Plans to 'significantly improve' the NDIS experience

PHOTO: The NDIS hopes new systems will make dealing with it easier. (AAP: Dave Hunt)


Maryanne Diamond from the National Disability Insurance Agency (NDIA), which funds and administers the NDIS, is aware of the problems.

"I still have great aspirations that we will get where we need to go, but recognising there's a few bumps along the way," she said.

"We don't just turn on a switch on day one and everything works perfectly.

"Almost all plans are now being done face to face because that was a very loud and clear message … that people felt like it was a bit transactional.

"They wanted to have a relationship with somebody and work through their plan together.

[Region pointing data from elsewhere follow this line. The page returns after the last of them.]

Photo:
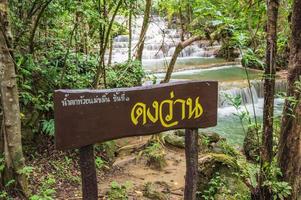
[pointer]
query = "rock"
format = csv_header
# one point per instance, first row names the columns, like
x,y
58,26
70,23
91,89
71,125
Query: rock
x,y
250,146
211,163
211,136
173,139
230,185
152,191
234,188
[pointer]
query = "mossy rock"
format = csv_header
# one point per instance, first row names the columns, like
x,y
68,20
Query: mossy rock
x,y
211,163
233,188
174,139
210,136
153,191
250,146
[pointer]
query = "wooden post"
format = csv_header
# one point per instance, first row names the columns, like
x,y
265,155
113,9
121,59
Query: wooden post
x,y
191,154
88,172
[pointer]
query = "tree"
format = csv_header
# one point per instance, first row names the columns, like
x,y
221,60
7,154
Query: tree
x,y
181,45
290,138
269,91
140,44
11,125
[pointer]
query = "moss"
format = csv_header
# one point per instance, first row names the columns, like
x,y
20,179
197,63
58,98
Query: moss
x,y
174,139
152,191
250,146
155,155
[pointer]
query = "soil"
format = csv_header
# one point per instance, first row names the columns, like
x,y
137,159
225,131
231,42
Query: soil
x,y
63,166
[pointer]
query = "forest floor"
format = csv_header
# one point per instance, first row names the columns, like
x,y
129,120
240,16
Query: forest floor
x,y
128,167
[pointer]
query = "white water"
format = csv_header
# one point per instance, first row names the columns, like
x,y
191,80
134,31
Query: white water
x,y
159,46
160,43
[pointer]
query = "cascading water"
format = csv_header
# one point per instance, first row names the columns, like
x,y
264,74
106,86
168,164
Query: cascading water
x,y
256,91
160,43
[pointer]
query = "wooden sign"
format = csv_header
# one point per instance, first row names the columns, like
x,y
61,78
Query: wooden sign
x,y
84,117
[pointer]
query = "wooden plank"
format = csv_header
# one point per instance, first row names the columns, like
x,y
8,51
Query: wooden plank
x,y
84,117
191,154
88,173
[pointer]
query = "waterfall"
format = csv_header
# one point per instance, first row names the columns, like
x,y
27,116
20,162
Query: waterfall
x,y
160,42
257,90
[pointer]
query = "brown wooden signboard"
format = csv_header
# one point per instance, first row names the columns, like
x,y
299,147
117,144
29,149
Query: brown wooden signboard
x,y
85,117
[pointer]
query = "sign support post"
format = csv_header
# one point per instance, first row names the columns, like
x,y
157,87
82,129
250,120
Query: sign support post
x,y
88,173
81,115
191,155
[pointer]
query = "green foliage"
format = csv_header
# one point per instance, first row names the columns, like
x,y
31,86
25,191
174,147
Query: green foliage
x,y
214,185
48,127
46,191
27,171
64,171
280,189
108,150
127,74
119,191
100,163
242,114
155,155
251,60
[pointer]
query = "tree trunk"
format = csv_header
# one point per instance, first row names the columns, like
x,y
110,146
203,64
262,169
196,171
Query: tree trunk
x,y
10,101
290,138
35,27
111,51
178,50
130,32
269,92
140,45
101,68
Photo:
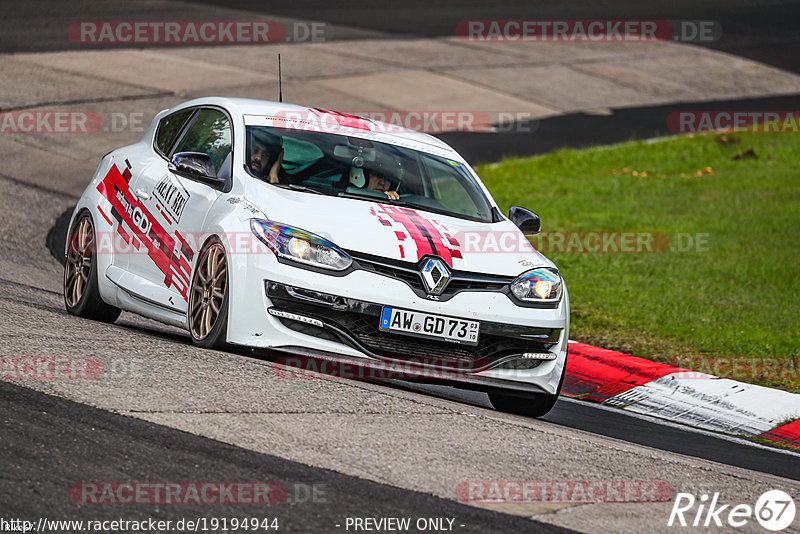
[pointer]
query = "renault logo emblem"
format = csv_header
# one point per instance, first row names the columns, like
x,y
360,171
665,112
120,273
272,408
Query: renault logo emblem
x,y
435,274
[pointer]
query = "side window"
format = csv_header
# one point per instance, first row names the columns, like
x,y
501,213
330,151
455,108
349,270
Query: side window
x,y
210,133
168,129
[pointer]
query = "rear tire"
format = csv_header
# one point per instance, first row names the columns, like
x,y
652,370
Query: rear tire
x,y
81,294
208,298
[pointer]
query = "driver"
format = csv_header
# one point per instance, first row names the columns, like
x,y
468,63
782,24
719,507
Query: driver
x,y
266,157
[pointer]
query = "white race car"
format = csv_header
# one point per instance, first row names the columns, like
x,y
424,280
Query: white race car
x,y
324,235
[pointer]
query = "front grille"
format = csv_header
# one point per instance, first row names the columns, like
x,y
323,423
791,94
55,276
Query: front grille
x,y
362,327
409,273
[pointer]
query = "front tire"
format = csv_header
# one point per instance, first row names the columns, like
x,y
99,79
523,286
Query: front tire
x,y
208,298
81,294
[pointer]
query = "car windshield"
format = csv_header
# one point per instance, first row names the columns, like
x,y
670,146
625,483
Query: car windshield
x,y
340,165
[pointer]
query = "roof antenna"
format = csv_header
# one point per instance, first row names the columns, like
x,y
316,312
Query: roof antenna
x,y
280,84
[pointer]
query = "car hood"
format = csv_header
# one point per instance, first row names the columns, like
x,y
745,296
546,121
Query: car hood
x,y
400,233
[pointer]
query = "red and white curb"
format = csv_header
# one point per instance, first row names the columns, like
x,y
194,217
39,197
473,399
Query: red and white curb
x,y
681,395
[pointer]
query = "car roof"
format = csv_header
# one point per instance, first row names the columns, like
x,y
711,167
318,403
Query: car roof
x,y
249,107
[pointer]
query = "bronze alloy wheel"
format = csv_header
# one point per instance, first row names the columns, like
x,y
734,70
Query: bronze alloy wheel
x,y
79,262
207,298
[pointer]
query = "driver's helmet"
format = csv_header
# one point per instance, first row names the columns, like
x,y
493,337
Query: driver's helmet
x,y
272,142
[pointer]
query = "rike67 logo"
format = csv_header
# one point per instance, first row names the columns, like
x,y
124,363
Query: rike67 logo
x,y
774,510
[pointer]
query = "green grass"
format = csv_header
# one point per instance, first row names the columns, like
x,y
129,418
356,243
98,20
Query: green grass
x,y
731,307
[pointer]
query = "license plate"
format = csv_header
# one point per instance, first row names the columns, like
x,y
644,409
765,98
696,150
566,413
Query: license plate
x,y
430,326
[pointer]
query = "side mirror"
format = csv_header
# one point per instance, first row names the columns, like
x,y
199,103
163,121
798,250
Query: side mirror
x,y
527,221
196,166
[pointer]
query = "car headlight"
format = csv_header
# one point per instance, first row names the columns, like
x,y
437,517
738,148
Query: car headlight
x,y
538,285
298,245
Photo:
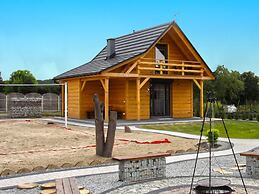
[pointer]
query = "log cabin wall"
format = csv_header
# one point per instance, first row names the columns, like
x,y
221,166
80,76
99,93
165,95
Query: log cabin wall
x,y
117,95
73,98
91,87
182,99
131,103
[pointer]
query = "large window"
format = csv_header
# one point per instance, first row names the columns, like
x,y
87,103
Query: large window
x,y
161,52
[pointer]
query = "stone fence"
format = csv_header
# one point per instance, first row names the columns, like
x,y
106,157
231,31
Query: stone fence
x,y
25,107
49,102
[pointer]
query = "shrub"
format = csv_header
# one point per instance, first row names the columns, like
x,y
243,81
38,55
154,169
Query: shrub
x,y
236,116
213,135
244,116
230,116
223,115
251,116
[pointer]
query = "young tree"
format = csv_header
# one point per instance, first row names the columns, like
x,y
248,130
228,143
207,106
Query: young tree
x,y
21,77
227,85
251,88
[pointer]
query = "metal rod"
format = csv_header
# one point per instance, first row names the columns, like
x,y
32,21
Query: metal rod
x,y
199,145
232,149
210,150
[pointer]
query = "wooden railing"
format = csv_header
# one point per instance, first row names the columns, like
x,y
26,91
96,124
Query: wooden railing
x,y
170,67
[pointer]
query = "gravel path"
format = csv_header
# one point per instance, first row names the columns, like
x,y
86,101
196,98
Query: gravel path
x,y
177,173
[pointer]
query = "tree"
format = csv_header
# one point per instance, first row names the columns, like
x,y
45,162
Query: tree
x,y
1,82
104,146
21,77
251,88
228,85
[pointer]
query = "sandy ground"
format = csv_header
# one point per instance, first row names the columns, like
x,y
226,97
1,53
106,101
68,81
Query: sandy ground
x,y
33,145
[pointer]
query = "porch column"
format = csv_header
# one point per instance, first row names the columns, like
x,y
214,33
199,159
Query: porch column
x,y
106,99
201,99
138,98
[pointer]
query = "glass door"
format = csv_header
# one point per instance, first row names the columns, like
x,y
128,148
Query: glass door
x,y
160,99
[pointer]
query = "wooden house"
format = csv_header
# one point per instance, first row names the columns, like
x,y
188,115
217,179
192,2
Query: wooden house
x,y
144,74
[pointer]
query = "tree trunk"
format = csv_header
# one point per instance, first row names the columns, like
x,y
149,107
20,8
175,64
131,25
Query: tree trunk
x,y
110,134
99,131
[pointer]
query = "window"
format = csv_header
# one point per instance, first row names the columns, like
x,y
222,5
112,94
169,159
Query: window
x,y
161,52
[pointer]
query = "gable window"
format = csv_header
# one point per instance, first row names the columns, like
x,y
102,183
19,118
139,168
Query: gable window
x,y
161,56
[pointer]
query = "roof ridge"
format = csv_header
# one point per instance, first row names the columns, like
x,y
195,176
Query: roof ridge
x,y
148,28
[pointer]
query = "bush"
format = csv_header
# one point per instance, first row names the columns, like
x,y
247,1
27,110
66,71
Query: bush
x,y
223,115
244,116
213,135
230,116
236,116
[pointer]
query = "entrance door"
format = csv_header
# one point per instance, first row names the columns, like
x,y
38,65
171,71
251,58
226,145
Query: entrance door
x,y
160,99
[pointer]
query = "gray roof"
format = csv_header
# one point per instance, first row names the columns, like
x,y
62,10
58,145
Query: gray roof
x,y
126,47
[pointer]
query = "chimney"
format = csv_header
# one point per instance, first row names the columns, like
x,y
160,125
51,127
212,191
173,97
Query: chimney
x,y
110,49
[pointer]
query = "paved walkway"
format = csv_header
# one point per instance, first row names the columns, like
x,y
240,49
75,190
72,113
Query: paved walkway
x,y
240,146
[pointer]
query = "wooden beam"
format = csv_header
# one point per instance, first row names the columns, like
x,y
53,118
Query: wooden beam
x,y
201,100
132,67
138,97
144,82
197,83
173,70
83,86
106,99
122,64
103,84
171,64
119,75
123,75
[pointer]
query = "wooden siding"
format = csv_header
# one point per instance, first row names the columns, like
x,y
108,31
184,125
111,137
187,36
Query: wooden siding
x,y
91,87
131,103
117,95
182,99
73,98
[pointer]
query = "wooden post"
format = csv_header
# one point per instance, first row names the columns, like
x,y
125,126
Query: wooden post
x,y
99,131
138,98
62,101
66,103
110,134
106,99
201,99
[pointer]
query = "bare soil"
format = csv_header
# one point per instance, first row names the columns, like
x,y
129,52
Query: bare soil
x,y
34,145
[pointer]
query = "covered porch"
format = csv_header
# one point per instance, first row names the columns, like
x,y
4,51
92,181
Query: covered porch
x,y
130,90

"We are providing some training and looking at the recruitment of planners, of people who have a lot of experience with the disabilities."

The NDIA today announced new systems designed to "significantly improve the experience people and organisations have with the groundbreaking NDIS".

Over the past year the Productivity Commission has been conducting an inquiry into the NDIS.

It received hundreds of submissions, many pointing to problems with communication, training and planning.

It is expected to hand down its recommendations tomorrow.

Ms Deane is urging governments and the NDIS to respond to the Productivity Commission's recommendations.

"We need to fix the short term stuff now but we also don't want to take our eye off the ball in the longer term … cause the success of the scheme needs to be determined by what it does for people with disabilities, not how well it serves governments," she said.

Ms Blackett is still fighting for the support she and her sons need.

"To have the agency created to give these boys opportunities in life turn around and basically make you feel they're not worth it, it's soul destroying," she said.